En cause, des fautes de comportement : la vitesse, l’alcool, les stupéfiants, l’absence de casque et de ceinture.

Les acteurs de terrain doivent continuer à œuvrer.

Le chômage en Martinique

En 2018, 27 000 personnes sont au chômage au sens du Bureau international du travail (BIT). Le taux de chômage est stable et s’établit à 18 % pour la seconde année consécutive.

Le chômage est important en Martinique, il est deux fois plus élevé qu’en France métropolitaine (9 %). Comme en Guadeloupe et Guyane, le chômage est d’abord structurel. Il résulte de l’étroitesse du marché du travail insulaire, mais également de l’inadéquation des besoins avec les qualifications de la population active. À ceci, s’ajoutent les problèmes de mobilités pour les actifs éloignés des zones d’emploi.

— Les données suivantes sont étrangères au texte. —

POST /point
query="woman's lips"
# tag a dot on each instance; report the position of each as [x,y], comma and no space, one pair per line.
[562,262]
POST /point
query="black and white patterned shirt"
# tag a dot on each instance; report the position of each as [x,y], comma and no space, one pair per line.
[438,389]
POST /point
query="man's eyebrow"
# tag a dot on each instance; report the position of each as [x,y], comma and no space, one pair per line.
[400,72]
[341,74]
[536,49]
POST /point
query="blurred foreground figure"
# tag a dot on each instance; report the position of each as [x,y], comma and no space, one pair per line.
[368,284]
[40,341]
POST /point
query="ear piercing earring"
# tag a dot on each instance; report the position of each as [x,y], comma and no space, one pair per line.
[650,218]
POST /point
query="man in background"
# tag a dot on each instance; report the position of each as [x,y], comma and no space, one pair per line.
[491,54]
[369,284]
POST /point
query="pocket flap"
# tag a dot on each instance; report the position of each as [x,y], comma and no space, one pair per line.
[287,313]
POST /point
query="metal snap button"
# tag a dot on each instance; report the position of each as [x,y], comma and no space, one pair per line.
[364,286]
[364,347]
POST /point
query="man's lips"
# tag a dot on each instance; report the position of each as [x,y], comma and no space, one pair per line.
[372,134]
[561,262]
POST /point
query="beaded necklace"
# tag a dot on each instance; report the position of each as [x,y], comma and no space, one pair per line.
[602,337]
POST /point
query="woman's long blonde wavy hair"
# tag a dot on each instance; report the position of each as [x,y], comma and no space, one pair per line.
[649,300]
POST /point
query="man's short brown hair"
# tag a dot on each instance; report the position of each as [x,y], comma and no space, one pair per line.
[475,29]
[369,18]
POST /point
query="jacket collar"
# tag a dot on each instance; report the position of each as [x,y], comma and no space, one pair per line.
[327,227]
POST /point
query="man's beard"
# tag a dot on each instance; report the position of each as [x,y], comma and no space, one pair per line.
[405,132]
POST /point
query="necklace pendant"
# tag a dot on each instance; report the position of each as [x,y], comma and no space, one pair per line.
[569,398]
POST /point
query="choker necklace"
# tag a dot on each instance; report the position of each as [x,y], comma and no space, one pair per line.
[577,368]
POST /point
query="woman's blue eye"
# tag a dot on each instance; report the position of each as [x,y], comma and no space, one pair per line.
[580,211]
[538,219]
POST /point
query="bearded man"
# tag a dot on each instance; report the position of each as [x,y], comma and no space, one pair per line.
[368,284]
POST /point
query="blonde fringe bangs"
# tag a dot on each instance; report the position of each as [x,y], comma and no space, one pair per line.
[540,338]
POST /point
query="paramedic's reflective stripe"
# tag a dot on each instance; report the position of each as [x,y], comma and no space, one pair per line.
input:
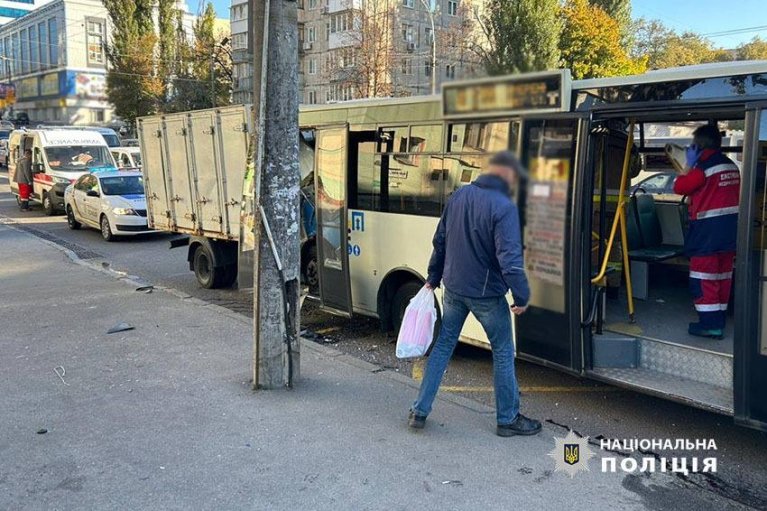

Les jeunes âgés de 15 à 29 ans sont les premiers touchés par le chômage de masse (41 %). Ils y sont d’ailleurs un peu plus nombreux qu’en 2017, trois points de plus. Ce fort taux s’explique par les difficultés d’insertion des jeunes en milieu professionnel, surtout pour ceux peu ou pas diplômés. Le chômage est de même ordre de grandeur en Guyane (19 %) et bien plus en Guadeloupe (23 %). Ce sont également les plus jeunes les premiers touchés par le chômage dans ces deux régions. En revanche, ils y sont moins nombreux en Guyane (32 %) qu’en Guadeloupe (47 %) et qu’en Martinique.

Les professionnels de l’action sociale font fait le constat suivant :

o Un fort pourcentage des jeunes rencontrés sont en situation d’échecs et de fragilités psychologiques, présentent des addictions ou sont susceptibles d’adopter des conduites à risques (incivilités, actes de violence, racket, consommation de substances illicites, vols, phénomènes de mule ou de radicalisation, possession d’armes à feu …) ;
 o Les jeunes en difficultés sociales sont demandeurs d’accompagnements socioprofessionnels ;
 o Le public rencontré nécessite une prise en charge spécifique tenant compte de leurs parcours (milieu familial- échec scolaire-incarcération-conduites addictives…), de leurs carences éducatives et de leurs aptitudes artistiques et manuelles.


 Face à ces difficultés, à la montée en puissance de la violence, la recrudescence des armes à feux, la Martinique est en grande détresse sociale et nécessite d’urgence des moyens financiers, humains et une législation lui permettant d’endiguer cette spirale.